On January 29, 2015, the Sudanese Writers Union (SWU), the umbrella organization of the Sudanese Writers, was involuntarily dissolved and its cultural activities banned by the government, particularly the Registrar of the Cultural Groups of Ministry of Culture, Sudan. In a press release issued February 1, the SWU said it will pursue “all possible means to regain the rightful status the Union deserves.”

The SWU is a non-governmental, not-for-profit, autonomous, cultural group of about 300 members founded in 1985 in Khartoum, Sudan, that represents all writers in creative arts and sciences. It organizes regular literary debates, workshops and training courses, reviews and inaugurates new books, convenes seminars and symposia, holds public lectures, and publishes an Arabic bi-annual peer-reviewed magazine, karama. The SWU recently joined the International Authors Forum (IAF) of which TAA is also a member.

“The Text and Academic Authors Association considers any governmental attempt to curb freedom of expression for cultural and educational purposes to be an intolerable event. We support the Sudanese Writer’s Union in its fight to regain freedom of expression and active status,” said TAA President Karen Morris.

This is the second time the Sudanese government has banned the activities of the SWU. The first ban, which included a confiscation of the Union’s assets and a “reallocation” of its venue, was in 1989. That ban lasted 16 years, until the Comprehensive Peace Agreement of 2005 allowed for the Union’s reinstatement in 2006.

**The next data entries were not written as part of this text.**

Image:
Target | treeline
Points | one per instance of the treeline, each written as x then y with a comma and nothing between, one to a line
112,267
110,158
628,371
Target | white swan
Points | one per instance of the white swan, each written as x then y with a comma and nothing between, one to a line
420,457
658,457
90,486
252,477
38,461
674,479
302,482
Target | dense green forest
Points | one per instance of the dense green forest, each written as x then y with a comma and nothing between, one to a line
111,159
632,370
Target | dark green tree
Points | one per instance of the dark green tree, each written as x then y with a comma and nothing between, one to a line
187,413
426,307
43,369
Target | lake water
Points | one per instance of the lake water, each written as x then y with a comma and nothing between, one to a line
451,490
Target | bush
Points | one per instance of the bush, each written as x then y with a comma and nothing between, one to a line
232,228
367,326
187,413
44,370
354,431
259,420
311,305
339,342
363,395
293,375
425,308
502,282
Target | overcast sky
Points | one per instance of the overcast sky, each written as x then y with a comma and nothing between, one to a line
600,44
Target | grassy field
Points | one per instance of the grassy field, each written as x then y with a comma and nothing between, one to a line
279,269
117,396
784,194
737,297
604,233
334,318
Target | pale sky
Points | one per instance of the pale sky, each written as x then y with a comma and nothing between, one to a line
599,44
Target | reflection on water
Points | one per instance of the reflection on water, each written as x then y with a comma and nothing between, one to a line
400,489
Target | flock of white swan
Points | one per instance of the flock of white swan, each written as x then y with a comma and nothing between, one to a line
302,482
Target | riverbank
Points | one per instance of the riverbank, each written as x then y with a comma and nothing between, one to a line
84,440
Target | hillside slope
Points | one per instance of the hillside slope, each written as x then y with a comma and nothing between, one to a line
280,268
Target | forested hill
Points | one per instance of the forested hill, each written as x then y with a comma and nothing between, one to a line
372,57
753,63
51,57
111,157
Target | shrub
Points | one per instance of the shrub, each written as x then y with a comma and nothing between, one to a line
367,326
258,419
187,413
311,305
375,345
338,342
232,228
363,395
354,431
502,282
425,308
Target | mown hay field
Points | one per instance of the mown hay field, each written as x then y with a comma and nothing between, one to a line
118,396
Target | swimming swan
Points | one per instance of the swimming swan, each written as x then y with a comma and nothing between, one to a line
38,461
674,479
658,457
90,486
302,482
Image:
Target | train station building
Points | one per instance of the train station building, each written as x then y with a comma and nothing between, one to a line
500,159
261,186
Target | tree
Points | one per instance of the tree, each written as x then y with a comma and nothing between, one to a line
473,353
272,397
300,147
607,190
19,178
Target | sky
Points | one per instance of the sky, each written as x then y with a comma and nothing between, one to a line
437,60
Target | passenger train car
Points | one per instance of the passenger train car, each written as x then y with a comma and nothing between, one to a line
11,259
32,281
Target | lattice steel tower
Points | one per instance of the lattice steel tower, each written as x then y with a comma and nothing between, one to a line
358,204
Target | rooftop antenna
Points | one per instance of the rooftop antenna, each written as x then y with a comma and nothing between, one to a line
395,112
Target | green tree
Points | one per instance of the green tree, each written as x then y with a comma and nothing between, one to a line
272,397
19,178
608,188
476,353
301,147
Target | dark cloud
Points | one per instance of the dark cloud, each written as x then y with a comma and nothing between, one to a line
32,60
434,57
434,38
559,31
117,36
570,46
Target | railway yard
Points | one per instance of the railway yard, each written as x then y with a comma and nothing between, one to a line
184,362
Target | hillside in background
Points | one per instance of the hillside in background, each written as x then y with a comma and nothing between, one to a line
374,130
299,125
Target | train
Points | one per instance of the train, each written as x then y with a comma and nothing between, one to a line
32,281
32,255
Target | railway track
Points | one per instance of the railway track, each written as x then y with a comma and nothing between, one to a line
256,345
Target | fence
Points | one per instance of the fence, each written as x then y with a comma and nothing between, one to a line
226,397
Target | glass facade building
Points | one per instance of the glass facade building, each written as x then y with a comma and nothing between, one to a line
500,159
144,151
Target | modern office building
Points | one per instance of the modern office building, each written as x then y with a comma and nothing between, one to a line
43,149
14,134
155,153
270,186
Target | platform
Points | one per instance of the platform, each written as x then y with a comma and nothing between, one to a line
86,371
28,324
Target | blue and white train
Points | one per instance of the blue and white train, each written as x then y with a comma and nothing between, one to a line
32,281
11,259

“At this historic juncture, the SWU would like to thank all civil society organizations, the press and respectable personalities inland and abroad who showed concern and solidarity and denounced this unlawful, unjustified ban,” said the SWU in a press release issued on February 1. “The SWU would like to state clearly that it does not approve or accept this ban, and condemns the way it has been carried out. With your support and solidarity, we would prevail; we would triumph over oppression; we would eventually celebrate the third rebirth of the Sudanese Writers Union.”